Und wenn es um seine eigenen Entscheidungen geht, bleibt er felsenfest. Maischberger versucht etwa eine Analogie herzustellen zwischen den Demos in Stuttgart gegen den neuen Hauptbahnhof und jene Proteste gegen den von Schmidt befürworteten Nato-Doppelbeschluss – aber der Altkanzler will keine Parallelen erkennen. Dort gehe es um einen Bahnhof, beim Doppelbeschluss um nukleare Bedrohung. In Stuttgart hätten Politik und Medien dabei versagt, das Bauvorhaben in einer frühen Phase zu kommunizieren und transparent zu machen. Bei der Debatte um die Stationierung der Pershing-Raketen in der Bundesrepublik hätten die Gegner sich vornehmlich von Furcht treiben lassen und die politischen Spielräume übersehen. Die Geschichte ist bekannt. Der SPD-Kanzler will den Doppelbeschluss gegen seine Partei durchdrücken und verliert den Rückhalt. Es ist das Ende seiner Kanzlerschaft. Sein Nachfolger Helmut Kohl setzt den Doppelbeschluss um – ein paar Jahre später muss die Sowjetunion einsehen, dass sie das Rüstungswettrennen verloren hat. 1987 wird ein umfassender Abrüstungsvertrag unterzeichnet. Und Michael Gorbatschow leitet den Fall der Mauer ein. Helmut Schmidt hatte Recht, kommentiert aber nur nüchtern: „Ein Politiker muss manchmal riskieren, für seine Überzeugungen sein Amt zu riskieren.“.
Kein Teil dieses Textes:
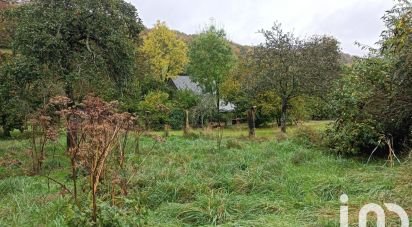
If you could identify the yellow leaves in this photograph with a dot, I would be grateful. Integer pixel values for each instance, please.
(166, 53)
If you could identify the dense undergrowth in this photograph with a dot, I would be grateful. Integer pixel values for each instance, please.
(190, 182)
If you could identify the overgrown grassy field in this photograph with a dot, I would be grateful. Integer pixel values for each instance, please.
(192, 182)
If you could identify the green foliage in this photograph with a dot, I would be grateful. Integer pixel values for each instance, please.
(156, 107)
(291, 67)
(186, 182)
(88, 42)
(373, 101)
(21, 91)
(211, 60)
(357, 99)
(165, 52)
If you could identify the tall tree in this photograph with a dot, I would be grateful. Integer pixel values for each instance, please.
(79, 40)
(211, 60)
(81, 43)
(165, 52)
(293, 67)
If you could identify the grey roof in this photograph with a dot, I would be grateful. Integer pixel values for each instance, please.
(185, 83)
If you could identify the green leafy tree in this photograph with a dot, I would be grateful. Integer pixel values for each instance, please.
(20, 90)
(166, 53)
(211, 60)
(293, 67)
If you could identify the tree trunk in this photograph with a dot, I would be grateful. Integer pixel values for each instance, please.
(283, 118)
(70, 136)
(6, 132)
(186, 125)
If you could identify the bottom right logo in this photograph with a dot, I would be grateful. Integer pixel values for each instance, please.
(371, 208)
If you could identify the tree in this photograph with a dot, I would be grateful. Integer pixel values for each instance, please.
(165, 52)
(211, 60)
(21, 92)
(293, 67)
(79, 41)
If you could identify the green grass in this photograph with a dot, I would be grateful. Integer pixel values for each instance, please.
(189, 182)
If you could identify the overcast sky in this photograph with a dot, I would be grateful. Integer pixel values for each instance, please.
(347, 20)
Das ist das Schema Schmidt: Fakten prüfen, analysieren, entscheiden, erklären, nicht mehr abweichen. Das vermisst er in der „politischen Klasse“, in die er auch die Journalisten einschließt. Beispiel: der Fall Sarrazin. Schmidt meint, Sarrazin hatte Recht mit vielen seiner Thesen – außer der unseligen Vererbungsdebatte. Aber dass die Integration von Menschen mit völlig anderen zivilisatorischen Wurzeln an Grenzen stoße, sei nicht mehr zu leugnen . Das habe die politische Klasse bei der ersten Bewertung von Sarrazins Buch beiseite schieben wollen – und stand damit im Gegensatz zur Bevölkerung. Schmidt ist daher strikt gegen weitere Zuwanderung von Menschen mit zivilisatorischen Wurzeln, die weit von der unsrigen entfernt sind – speziell aus muslimischen Ländern. Er sehe dafür auch keinen Bedarf angesichts der erweiterten EU mit den östlichen Mitgliedern. Und natürlich würde er auch Sarrazin nicht aus der SPD werfen. Wie gesagt, zur Tagespolitik wolle er sich ja nicht äußern …. Sprachs und rauchte seine achte Menthol-Zigarette in 75 Minuten.